15. The method of claim 1, further comprising determining a course of treatment for the patient based on the detected expression levels.

16. The method of claim 1, further comprising predicting a therapeutic outcome for the patient based on the detected expression levels.

17. The method of claim 1 wherein the method is used in conjunction with an additional diagnostic method.

18. The method of claim 17, wherein the additional diagnostic method comprises detection of the expression level of carbohydrate antigen 19-9 (CA 19-9).

19. A method for aiding a physician in determining an appropriate treatment for a patient with adenocarcinoma comprising:

detecting, in a biological sample obtained from the patient, expression levels of pan- epithelial membrane mucin (MUCl), intestinal-type secretory mucin (MUC2), and cyto keratin 17 (CK17), as compared to controls;

determining the origin of the tumor based on the detected expression levels of MUCl,

MUC2, and CK17; and

reporting the determination of the origin of the tumor to the physician.

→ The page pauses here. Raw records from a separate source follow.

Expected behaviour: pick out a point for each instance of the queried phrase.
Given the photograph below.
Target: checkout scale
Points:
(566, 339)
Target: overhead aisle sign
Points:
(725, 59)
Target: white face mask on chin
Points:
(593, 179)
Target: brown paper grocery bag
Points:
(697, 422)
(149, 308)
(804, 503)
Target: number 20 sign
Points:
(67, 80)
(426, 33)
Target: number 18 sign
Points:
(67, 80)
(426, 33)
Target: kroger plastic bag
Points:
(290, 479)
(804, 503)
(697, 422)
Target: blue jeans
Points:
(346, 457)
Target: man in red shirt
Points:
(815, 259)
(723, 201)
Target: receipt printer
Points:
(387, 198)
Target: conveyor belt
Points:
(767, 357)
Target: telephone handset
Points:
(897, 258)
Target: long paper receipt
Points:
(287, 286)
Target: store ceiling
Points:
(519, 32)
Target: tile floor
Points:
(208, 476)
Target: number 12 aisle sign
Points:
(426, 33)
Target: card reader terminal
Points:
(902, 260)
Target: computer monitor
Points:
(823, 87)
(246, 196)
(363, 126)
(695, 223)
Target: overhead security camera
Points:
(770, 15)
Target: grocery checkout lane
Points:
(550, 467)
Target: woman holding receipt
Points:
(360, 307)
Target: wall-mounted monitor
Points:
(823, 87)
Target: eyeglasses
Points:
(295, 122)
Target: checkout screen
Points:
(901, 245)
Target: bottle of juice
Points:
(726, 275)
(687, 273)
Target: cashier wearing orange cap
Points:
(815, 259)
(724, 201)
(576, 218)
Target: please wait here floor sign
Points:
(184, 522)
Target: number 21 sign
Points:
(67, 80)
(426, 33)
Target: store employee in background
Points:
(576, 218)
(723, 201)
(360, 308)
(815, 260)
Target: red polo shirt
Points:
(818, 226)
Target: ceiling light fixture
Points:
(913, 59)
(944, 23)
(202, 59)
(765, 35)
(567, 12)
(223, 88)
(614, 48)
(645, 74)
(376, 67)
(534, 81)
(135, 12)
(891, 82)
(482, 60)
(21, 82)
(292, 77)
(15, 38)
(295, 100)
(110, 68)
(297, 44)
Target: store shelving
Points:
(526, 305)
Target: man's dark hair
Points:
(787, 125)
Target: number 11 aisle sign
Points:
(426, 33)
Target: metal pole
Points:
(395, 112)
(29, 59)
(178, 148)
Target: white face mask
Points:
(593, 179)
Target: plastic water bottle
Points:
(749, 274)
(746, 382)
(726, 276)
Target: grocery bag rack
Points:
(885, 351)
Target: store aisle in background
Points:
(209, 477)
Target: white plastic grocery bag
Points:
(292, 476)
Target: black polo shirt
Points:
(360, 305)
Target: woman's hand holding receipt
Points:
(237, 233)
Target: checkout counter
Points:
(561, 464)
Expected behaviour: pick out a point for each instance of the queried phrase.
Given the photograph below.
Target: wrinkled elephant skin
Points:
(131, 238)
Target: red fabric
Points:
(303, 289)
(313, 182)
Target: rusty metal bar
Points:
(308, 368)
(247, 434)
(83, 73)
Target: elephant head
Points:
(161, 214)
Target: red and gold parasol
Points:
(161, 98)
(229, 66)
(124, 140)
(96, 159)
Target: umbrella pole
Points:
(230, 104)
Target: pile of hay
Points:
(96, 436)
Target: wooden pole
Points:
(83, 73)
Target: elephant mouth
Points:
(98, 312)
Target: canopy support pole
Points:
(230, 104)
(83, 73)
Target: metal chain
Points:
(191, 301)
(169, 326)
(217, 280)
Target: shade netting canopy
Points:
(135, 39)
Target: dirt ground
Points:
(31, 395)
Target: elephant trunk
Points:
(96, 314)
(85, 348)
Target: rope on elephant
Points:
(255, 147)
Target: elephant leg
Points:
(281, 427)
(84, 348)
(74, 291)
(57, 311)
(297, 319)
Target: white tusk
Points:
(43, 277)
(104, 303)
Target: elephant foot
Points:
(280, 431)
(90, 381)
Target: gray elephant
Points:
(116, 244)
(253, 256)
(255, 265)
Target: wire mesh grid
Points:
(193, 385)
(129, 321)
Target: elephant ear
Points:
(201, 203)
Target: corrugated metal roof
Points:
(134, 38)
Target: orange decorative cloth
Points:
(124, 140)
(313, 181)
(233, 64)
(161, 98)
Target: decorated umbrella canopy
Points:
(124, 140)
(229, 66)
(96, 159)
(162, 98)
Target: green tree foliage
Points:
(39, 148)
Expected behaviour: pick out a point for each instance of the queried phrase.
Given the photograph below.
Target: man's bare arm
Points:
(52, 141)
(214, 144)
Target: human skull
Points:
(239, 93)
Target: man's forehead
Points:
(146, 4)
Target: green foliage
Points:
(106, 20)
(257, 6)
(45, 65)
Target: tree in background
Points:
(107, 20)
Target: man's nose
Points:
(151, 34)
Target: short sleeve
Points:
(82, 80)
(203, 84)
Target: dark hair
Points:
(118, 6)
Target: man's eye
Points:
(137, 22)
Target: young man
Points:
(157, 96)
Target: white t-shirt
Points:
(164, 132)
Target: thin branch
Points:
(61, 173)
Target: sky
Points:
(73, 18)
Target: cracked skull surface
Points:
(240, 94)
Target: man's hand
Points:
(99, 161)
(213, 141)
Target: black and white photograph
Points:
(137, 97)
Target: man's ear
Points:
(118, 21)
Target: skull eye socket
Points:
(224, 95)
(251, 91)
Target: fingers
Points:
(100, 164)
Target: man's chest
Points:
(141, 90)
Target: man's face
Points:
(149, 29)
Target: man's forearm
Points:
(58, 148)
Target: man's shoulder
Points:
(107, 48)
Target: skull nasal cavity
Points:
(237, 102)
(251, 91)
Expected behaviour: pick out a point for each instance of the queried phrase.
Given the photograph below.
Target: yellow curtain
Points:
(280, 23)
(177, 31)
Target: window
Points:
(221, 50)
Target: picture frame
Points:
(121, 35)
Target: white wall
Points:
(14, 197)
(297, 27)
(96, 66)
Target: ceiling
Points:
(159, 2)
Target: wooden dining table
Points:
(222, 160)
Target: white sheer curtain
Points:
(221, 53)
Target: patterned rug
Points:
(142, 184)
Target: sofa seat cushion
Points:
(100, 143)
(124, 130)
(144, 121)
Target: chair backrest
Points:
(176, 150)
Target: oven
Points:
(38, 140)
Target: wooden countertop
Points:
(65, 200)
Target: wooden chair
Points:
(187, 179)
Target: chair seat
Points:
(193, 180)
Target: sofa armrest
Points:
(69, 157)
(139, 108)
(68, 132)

20. A kit for detecting origin of a tumor, comprising:

a set of reagents that specifically detects expression levels of pan-epithelial membrane mucin (MUCl), intestinal-type secretory mucin (MUC2), and cytokeratin 17 (CK17).

21. The kit of claim 20, wherein the reagents comprise antibodies, nucleic acid probes, or a combination thereof.

22. The kit of claim 20, wherein the kit further comprises a control indicative of expression levels of MUCl , MUC2, and CK17 in a healthy individual; a control indicative of expression levels of MUCl , MUC2, and CK17 in a cancer of known origin; or a combination thereof.